Next: , Previous: SENTENCE Class and its Children, Up: Top



5 XML Sentence Description Files

Besides the SENTENCE class, Transtalo also uses XML to describe sentences.

The input and output modules use them to communicate with each other, and the user can use them by making a sentence entirely in XML format to let an output module translate it.

In this chapter, the full format of these files is described.

You might want to have a sample XML sentence file while reading this chapter. You can easily generate it by translating a sentence with Transtalo:

     transtalo lang2xml eo "^Cu en la arbo la grandaj knaboj vidas min tre bone?"
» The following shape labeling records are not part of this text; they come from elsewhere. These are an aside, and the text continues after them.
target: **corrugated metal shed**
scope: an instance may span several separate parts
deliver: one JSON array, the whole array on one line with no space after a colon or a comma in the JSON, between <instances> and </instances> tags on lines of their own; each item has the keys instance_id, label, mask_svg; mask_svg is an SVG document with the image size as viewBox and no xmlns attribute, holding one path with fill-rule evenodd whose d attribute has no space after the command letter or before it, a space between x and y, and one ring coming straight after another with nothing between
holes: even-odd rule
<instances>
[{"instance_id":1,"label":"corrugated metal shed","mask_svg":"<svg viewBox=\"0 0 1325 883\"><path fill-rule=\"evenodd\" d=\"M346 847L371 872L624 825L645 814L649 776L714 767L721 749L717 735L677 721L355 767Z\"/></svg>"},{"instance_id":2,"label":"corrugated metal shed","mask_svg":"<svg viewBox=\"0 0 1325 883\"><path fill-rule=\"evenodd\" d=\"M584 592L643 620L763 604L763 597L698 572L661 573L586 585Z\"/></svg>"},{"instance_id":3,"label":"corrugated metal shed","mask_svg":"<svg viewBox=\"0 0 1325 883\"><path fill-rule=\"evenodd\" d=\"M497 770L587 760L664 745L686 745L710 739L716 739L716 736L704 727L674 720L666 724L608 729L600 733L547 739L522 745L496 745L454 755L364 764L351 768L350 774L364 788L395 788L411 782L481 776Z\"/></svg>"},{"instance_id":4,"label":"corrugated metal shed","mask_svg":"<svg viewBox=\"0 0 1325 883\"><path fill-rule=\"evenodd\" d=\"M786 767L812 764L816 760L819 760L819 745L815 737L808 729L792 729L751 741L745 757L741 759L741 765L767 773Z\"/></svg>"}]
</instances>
This command will generate an XML sentence file with the sentence “Do the big boys see me very well in the tree?” and put it into sentence.xml (the default value).

5.1 XML Header

The sentence file begins with an XML header:

     <?xml version="1.0"?>

5.2 Toplevel Sentence

After the header, the first tag is the <sentence> tag. It fills up the rest of the file and represents the whole sentence.

<original-lang>
The original language code (existing of 2 or 3 letters) is between these tags. Should be omitted if it is not applicable (e.g. when you create the XML sentence file manually).
<original-sentence>
The original sentence before the translation. Should be omitted if it is not applicable (e.g. when you create the XML sentence file manually).
<subject>
Represents one subject in the sentence, see the Object section.
<d-object>
Represents one direct object in the sentence, see the Object section.
<i-object>
Represents one indirect object in the sentence, see the Object section.
<subcomp>
Represents one subject complement in the sentence, see the Subject Complement section.
<predicate>
Represents the predicate of the sentence, see the Predicate section.
<adverbial-preposition>
Represents one adverbial with preposition and object in the sentence, see the Adverbial Preposition section.
<adverbial-adverb>
Represents one adverbial with adverb in the sentence, see the Adverbial Adverb section.
<negative />
Is defined if the sentence is negative, e.g. “Low-flying pinguins are not funny!”
<asking />
Is defined if the sentence is asking, e.g. “Does that provide perspectives?”

5.3 Object

This node represents a subject, direct object, indirect object, object belonging to a subject complement or object belonging to an adverbial.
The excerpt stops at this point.